I went to lunch with my two daughters on Sunday last – the eldest is back from France for two weeks – which was pleasant. Mostly. They brought me to that chicken restaurant with all the chicken, Nandos.
Most loyal readers know that I love a ‘restaurant experience’ even McDonald’s as it means I am not doing the cooking or cleaning. This experience was interesting.
Once we were shown to our table by the lovely, real human person, said human asked us ‘if we had ever been to Nandos before.’ Reader, I have been. My eldest loves it. So, yes we have been here before. This felt like the wrong answer as our human waitress just disappeared and we were left to our own devices. Quite literally.
I like to think I am a dab hand when it comes to ordering, politely. First, you must catch the eye of the waiter or waitress and then they saunter over to you and ask you, are you ready to order?
You must always be ready to order, even if you are not ready to order. If you say you are not ready this means you will not see that waiter for another 15 minutes. They will proceed to seat that table of 6 beside the table of 4 and your order then goes in after those two large tables. If you have a toddler, which for the last 10 years I have, that’s your lunch ruined. The toddler will not be able to sit still for the required amount of time it takes to give you order, have your food served and then eaten. So yes, I am ready to order.
In fact, I am ready to order both drinks and food. You never order drinks and food separately, that’s just more time. Or starters – that’s a fatal mistake. You see, I have this ordering business down to a fine art. I am never rude, I never, ever send food back, I’m just pleasant. I waited tables before so I know how rude customers can be.
It seems in 2025 though you cannot give your order to a real human person. Nor do you even order to a machine like at McDonald’s which I just about tolerate. No, in 2025 you have to order with your phone. Well this was news to me. Eldest daughter whips out her phone and starts ‘taking our order.’ I sat there, baffled. Where is the waiter or waitress?
Eldest daughter just keeps punching things into her phone and explaining the difference between this chicken dish and the other chicken dish. Can’t I just give my order to a real human person I asked? No, you cannot said my 16 year – old. But what if you don’t have a phone, I asked. I’d just turned my phone off. She just kept swiping and then asked me for my card. A regular occurrence.
I was told the ‘order went through’ which is progress, that’s what they will tell me. This is “progress” in the same way women playing rugby or football is progress. In other words, it is a bad idea and thoroughly uncivilised.

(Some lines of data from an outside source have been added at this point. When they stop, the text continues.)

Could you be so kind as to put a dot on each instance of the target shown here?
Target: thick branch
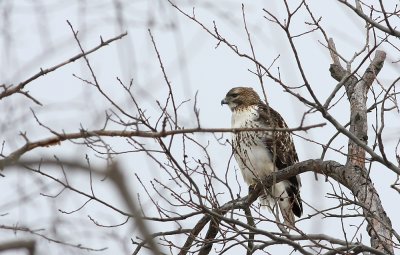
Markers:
(354, 178)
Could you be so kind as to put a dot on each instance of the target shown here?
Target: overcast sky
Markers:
(36, 35)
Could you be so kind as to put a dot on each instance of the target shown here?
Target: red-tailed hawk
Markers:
(259, 153)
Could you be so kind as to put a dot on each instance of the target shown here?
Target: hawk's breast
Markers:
(251, 153)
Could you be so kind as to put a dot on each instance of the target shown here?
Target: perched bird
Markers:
(260, 153)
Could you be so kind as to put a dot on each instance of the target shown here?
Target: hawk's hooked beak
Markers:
(223, 101)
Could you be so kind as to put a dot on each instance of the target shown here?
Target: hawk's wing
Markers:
(281, 146)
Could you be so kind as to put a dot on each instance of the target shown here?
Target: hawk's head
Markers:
(240, 97)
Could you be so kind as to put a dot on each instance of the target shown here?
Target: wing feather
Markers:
(281, 146)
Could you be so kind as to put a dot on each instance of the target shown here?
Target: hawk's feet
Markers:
(251, 188)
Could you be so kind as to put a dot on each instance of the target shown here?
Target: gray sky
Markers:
(37, 36)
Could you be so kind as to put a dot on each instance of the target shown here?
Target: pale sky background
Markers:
(35, 35)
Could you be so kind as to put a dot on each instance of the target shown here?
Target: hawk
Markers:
(260, 153)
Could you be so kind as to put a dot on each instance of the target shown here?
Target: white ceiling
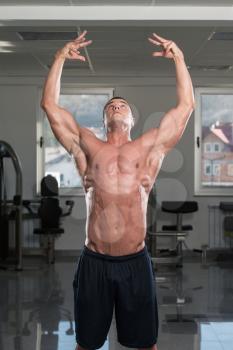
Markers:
(117, 2)
(118, 49)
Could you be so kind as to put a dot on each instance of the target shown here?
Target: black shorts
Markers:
(125, 282)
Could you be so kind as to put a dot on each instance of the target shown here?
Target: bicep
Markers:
(64, 127)
(172, 126)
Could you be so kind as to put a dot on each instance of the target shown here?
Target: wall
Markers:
(150, 99)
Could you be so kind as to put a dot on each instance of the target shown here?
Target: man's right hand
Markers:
(71, 49)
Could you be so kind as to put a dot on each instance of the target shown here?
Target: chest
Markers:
(116, 162)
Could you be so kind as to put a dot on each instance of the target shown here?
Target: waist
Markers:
(87, 251)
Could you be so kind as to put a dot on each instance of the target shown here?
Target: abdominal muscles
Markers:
(115, 221)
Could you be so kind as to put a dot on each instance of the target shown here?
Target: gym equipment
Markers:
(10, 209)
(178, 231)
(50, 214)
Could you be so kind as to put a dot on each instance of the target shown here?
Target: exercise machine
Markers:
(10, 209)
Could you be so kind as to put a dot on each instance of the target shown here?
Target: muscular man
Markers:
(114, 269)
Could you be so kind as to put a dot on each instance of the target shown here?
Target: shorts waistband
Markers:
(87, 251)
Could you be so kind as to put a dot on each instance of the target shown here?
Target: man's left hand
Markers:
(170, 49)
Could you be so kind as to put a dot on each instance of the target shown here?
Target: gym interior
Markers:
(190, 208)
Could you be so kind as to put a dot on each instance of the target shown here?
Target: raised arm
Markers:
(175, 120)
(65, 128)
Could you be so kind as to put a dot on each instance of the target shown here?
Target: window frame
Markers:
(68, 89)
(198, 189)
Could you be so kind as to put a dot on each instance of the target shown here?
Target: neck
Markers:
(118, 138)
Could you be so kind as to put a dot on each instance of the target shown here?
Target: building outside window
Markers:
(214, 141)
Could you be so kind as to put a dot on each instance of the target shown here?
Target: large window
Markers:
(214, 141)
(86, 106)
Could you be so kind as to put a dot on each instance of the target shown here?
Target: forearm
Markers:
(52, 85)
(185, 95)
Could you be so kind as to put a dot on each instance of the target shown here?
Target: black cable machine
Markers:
(10, 209)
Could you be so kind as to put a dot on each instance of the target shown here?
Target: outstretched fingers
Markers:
(160, 38)
(154, 41)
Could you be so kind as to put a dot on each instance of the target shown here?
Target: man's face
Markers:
(118, 110)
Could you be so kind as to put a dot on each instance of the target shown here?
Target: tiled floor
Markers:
(195, 308)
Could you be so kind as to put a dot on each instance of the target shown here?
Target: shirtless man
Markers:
(114, 269)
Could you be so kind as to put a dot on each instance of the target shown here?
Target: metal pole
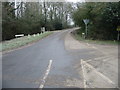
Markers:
(118, 36)
(86, 30)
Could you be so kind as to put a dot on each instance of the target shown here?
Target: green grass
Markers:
(18, 42)
(102, 42)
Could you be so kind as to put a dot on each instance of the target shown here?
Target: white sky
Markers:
(76, 1)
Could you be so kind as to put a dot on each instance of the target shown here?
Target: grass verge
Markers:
(22, 41)
(101, 42)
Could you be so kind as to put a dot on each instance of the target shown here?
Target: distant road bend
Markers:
(61, 61)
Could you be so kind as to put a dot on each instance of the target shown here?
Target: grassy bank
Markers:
(18, 42)
(102, 42)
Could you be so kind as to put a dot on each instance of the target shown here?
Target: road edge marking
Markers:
(99, 73)
(46, 74)
(84, 80)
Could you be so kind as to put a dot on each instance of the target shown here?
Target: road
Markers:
(61, 61)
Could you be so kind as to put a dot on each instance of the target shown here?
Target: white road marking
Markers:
(46, 74)
(100, 74)
(84, 80)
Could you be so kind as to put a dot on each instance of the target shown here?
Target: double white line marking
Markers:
(46, 74)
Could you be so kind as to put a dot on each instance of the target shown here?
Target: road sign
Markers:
(118, 28)
(86, 21)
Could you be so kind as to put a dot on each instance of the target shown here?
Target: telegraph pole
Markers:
(86, 21)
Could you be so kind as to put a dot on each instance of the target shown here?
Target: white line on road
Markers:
(100, 74)
(46, 74)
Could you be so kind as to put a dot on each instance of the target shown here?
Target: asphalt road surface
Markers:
(59, 61)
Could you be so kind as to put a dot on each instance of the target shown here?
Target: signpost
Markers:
(118, 29)
(86, 21)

So just like Dunnes makes me check out my own food shop, Nandos has been turned into a waitress. What’s next? Will I be asked to cook my own food? Will they wheel me into the kitchen and put my pinny on me and start ordering me to season the chicken? Maybe they will ask me to serve the food and clean up after. Who knows. I can’t be doing with this, I thought. Good chicken though.
When I was growing up, the big fear was Judgment Day. The nightmare was that one day the machines would be smarter than us, trigger a nuclear war and take us over. Only the resistance would survive. This Nandos non–waitress fandango however seemed like a soft take over if you ask me. It is a subtle Judgment Day but terrifying in its own way. I sat there, pondering, which was worse – the T–800 or the tiny machine in our pocket that has eliminated the need for a waiter or waitress.
Now it turns out a real living person did actually bring us our food but there was no chatting. I couldn’t even tell if they were foreign so I cannot write about how all the wait staff ‘are foreign.’ I bet they don’t have this nonsense in France. It will be a cold day in hell before I give up my rude French waiter, I can tell you that now. You can take that to the bank.
I do wonder how the old folks would survive this. My elderly parents for instance wouldn’t be able for it, not that they would ever find themselves in Nandos to begin with. My father calls pizzas ‘those roundy things with cheese’. Still it’s not right.
This stealth take over by the machines is very sophisticated. It is difficult to know which is worse, the total annihilation as depicted in James Cameron’s masterpiece Terminator 2: Judgment Day or our utter dependency and capitulation to our Machine Overlords, especially the tiny machine in our pockets.
Finally, it is telling that when the Terminator is hunting Sarah Connor in the first movie she is a waitress. We may have survived Judgment Day but the machines took out the waitresses in the end.
Sarah Connor survived the Terminator. None of us survived the smartphone.